Whole-blood expression of inflammasome- and glucocorticoid-related mRNAs correctly separates treatment-resistant depressed patients from drug-free and responsive patients in the BIODEP study

The molecular mRNA signatures that characterise the pro-inflammatory subtype of depression—and how these signatures differ across depression subtypes and respond to antidepressants—remain incompletely defined. In this study, the authors examined 130 patients with depression (58 treatment-resistant, 36 antidepressant-responsive and 36 currently untreated) and 40 healthy control participants from the BIODEP cohort. Using whole-blood quantitative PCR, they measured expression of 16 candidate mRNAs, including interleukins IL-1-beta and IL-6, TNF-alpha, macrophage migration inhibitory factor (MIF), glucocorticoid receptor (GR), SGK1, FKBP5, the purinergic receptor P2RX7, chemokines CCL2 and CXCL12, C-reactive protein (CRP), alpha-2-macroglobulin (A2M), aquaporin-4 (AQP4), ISG15, STAT1 and USP-18.

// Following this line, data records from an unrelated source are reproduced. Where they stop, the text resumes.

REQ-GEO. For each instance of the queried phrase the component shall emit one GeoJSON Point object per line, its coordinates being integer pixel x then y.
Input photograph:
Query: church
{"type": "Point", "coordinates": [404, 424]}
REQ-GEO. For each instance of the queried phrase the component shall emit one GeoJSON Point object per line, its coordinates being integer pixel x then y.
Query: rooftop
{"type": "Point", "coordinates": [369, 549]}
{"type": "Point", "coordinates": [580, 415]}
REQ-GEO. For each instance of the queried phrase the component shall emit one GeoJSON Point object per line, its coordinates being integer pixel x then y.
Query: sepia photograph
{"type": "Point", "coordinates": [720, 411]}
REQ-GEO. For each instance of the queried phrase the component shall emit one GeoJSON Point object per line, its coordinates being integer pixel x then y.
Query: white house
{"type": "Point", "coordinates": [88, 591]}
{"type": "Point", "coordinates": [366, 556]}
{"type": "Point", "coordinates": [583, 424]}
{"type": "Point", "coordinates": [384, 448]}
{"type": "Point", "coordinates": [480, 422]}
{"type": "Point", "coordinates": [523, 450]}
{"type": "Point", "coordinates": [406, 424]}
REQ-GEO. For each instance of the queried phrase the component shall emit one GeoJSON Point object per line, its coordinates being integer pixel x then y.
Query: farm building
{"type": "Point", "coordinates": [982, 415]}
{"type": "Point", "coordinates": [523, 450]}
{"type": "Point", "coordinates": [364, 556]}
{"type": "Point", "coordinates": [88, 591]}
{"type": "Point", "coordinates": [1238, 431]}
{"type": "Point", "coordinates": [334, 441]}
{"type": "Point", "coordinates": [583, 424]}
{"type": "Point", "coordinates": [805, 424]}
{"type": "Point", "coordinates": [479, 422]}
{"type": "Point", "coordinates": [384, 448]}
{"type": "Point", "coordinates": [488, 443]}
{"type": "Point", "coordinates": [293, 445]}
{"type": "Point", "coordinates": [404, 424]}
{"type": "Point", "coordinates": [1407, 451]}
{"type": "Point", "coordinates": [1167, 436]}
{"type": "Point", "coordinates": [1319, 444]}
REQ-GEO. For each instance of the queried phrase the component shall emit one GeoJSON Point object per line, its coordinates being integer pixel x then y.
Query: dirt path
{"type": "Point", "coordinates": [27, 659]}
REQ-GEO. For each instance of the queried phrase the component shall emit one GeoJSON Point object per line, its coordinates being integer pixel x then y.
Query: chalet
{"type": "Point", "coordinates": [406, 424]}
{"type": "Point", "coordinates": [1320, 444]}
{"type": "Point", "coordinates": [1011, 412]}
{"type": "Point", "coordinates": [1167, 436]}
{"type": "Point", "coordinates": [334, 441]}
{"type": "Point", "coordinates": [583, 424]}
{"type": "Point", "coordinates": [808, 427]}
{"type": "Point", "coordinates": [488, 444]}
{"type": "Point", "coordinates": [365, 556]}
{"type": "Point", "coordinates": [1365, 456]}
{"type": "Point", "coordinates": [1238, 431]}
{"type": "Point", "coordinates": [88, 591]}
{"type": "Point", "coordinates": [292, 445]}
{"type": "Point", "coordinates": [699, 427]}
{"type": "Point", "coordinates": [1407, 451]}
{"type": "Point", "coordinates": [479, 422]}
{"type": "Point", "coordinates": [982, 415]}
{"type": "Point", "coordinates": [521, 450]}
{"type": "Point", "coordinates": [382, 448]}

Most genes measured were differentially regulated among groups. Treatment-resistant and drug-free patients displayed a clear pro-inflammatory profile with higher expression of P2RX7 and several pro-inflammatory cytokine and chemokine mRNAs, alongside evidence of glucocorticoid resistance—lower GR and higher FKBP5 expression. Responsive patients showed an intermediate profile and additionally had lower CXCL12 expression. Using binomial logistic models, the researchers identified a six-mRNA signature (P2RX7, IL-1-beta, IL-6, TNF-alpha, CXCL12 and GR) that reliably distinguished treatment-resistant from responsive patients, even after accounting for other differing factors such as anxiety, childhood maltreatment history and serum CRP. The authors recommend replication in larger, longitudinal cohorts and testing whether this mRNA profile can predict which patients might benefit from adjunctive anti-inflammatory treatment strategies for treatment-resistant depression.